E-CAI: a novel server to estimate an expected value of Codon Adaptation Index (eCAI)
© Puigbò et al. 2008
Received: 30 March 2007
Accepted: 29 January 2008
Published: 29 January 2008
Skip to main content
© Puigbò et al. 2008
Received: 30 March 2007
Accepted: 29 January 2008
Published: 29 January 2008
The Codon Adaptation Index (CAI) is a measure of the synonymous codon usage bias for a DNA or RNA sequence. It quantifies the similarity between the synonymous codon usage of a gene and the synonymous codon frequency of a reference set. Extreme values in the nucleotide or in the amino acid composition have a large impact on differential preference for synonymous codons. It is thence essential to define the limits for the expected value of CAI on the basis of sequence composition in order to properly interpret the CAI and provide statistical support to CAI analyses. Though several freely available programs calculate the CAI for a given DNA sequence, none of them corrects for compositional biases or provides confidence intervals for CAI values.

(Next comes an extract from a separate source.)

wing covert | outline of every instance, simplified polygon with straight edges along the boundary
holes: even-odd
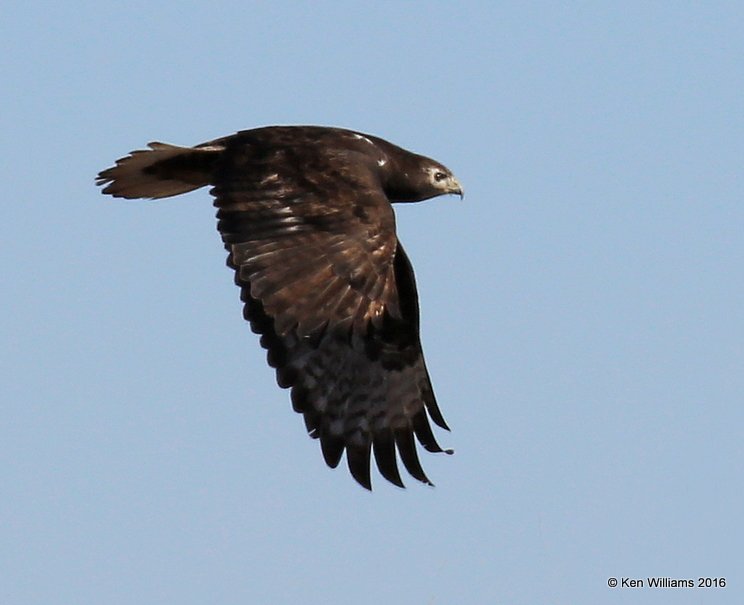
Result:
[[[398,313],[392,208],[363,164],[314,151],[308,170],[301,151],[228,146],[213,180],[218,229],[278,333],[363,331]]]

The E-CAI server, available athttp://genomes.urv.es/CAIcal/E-CAI, is a web-application that calculates an expected value of CAI for a set of query sequences by generating random sequences with G+C and amino acid content similar to those of the input. An executable file, a tutorial, a Frequently Asked Questions (FAQ) section and several examples are also available. To exemplify the use of the E-CAI server, we have analysed the codon adaptation of human mitochondrial genes that codify a subunit of the mitochondrial respiratory chain (excluding those genes that lack a prokaryotic orthologue) and are encoded in the nuclear genome. It is assumed that these genes were transferred from the proto-mitochondrial to the nuclear genome and that its codon usage was then ameliorated.
The E-CAI server provides a direct threshold value for discerning whether the differences in CAI are statistically significant or whether they are merely artifacts that arise from internal biases in the G+C composition and/or amino acid composition of the query sequences.
The Codon Adaptation Index (CAI), introduced by Sharp and Li, is a measure of the synonymous codon usage bias for a DNA or RNA sequence and measures the resemblance between the synonymous codon usage of a gene and the synonymous codon frequencies of a reference set. The CAI index ranges from zero to one being one if a gene always uses, for each encoded amino acid, the most frequently used synonymous codon in the reference set. Though it was originally developed to assess how effective selection has been at moulding the pattern of codon usage, it has since been applied to problems such as predicting the expression level of a gene, predicting a group of highly expressed genes[3, 4], assessing the adaptation of viral genes to their hosts, giving an approximate indication of the likely success of heterologous gene expression, making comparisons of codon usage preferences in different organisms, identifying horizontally transferred genes[6–8], detecting dominating synonymous genomic codon usage bias in genomes, acquiring new knowledge about species lifestyle, and identifying the causes of protein rate variation[11, 12].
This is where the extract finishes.